Hidup Itu Seperti Mengayuh Sepeda Tandem, yang Dikayuh Bersama oleh Kita dan Tuhan

Ade Sulaeman

Editor

Hidup itu seperti sepeda tandem mengayuh bersama Tuhan
Hidup itu seperti sepeda tandem mengayuh bersama Tuhan

Intisari-Online.com – Dulu saya menganggap Tuhan sebagai pengamat saya, hakim saya, yang mencatat hal-hal yang saya lakukan bila salah, dan mengetahui apakah saya layak diterima di surga atau neraka bila saya mati.

Saya tahu, ia ada di luar sana. Tapi saya tidak benar-benar mengenal Dia.

Tapi kemudian ketika saya bertemu dengan Tuhan, sepertinya hidup itu seperti sepeda. Tapi sepeda itu tandem, dan saya perhatikan Tuhan ada di belakang saya yang membantu saya mengayuh sepedanya.

Saya tidak tahu kapan Dia menyuruh agar kita mengubah tempat, tapi hidup tidak sama ketika saya di belakang Tuhan. Tuhan membuat hidup kita menyenangkan.

Ketika saya memegang kendali, saya pikir saya tahu jalannya, tapi agak membosankan, dan bisa ditebak. Jarak terpendek antara dua titik.

Tetapi ketika Dia yang memimpin, Dia tahu potongan-potongan panjang yang menyenangkan, mendaki gunung, dan melewati tempat-tempat berbatu dengan kecepatan tinggi. Itu bisa saya lakukan dengan bertahan.

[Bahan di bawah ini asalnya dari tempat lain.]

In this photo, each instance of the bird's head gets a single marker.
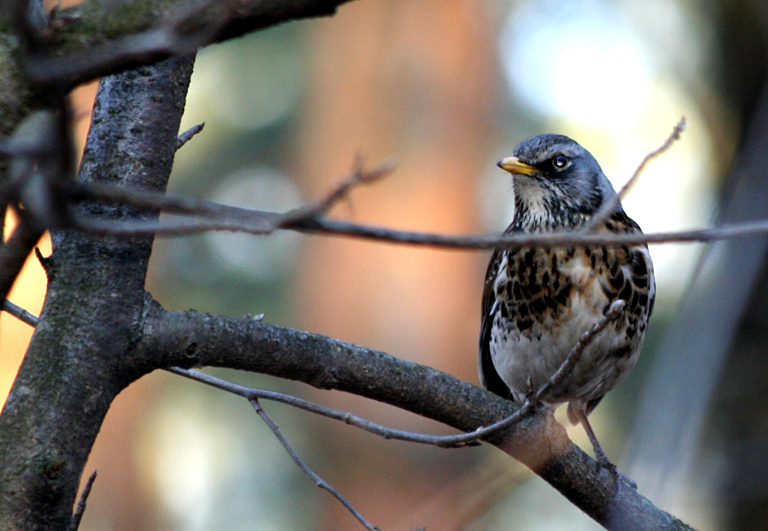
(557, 183)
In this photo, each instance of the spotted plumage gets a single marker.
(538, 301)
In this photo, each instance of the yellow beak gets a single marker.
(515, 166)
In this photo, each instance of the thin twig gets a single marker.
(74, 524)
(218, 217)
(187, 135)
(344, 416)
(443, 441)
(20, 313)
(607, 209)
(356, 176)
(320, 482)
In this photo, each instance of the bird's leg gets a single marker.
(602, 459)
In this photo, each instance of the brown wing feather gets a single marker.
(489, 377)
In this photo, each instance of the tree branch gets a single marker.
(320, 482)
(190, 339)
(103, 37)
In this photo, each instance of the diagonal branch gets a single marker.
(320, 482)
(606, 210)
(188, 339)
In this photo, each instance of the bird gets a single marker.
(538, 301)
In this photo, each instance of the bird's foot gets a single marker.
(604, 462)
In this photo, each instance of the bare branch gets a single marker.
(320, 482)
(187, 135)
(606, 210)
(74, 525)
(219, 217)
(344, 416)
(20, 313)
(357, 176)
(155, 32)
(14, 253)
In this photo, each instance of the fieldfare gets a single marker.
(538, 301)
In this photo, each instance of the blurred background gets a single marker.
(445, 88)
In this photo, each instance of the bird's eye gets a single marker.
(560, 161)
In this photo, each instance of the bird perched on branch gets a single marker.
(538, 301)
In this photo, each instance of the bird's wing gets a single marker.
(489, 377)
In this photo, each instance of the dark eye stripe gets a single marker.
(560, 161)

Meskipun sering terlihat seperti gila, tapi Dia selalu berkata, “Kayuh!”

Saya kadang khawatir dan cemas, lalu bertanya, “Ke mana Engkau akan membawa saya?”

Dia tertawa dan tidak menjawab, dan saya mulai belajar untuk percaya. Saya lupa hidup saya membosankan dan memasuki petualangan.

Dan ketika saya mengatakan, “Saya takut.” Dia berhenti dan menyentuh tanganku.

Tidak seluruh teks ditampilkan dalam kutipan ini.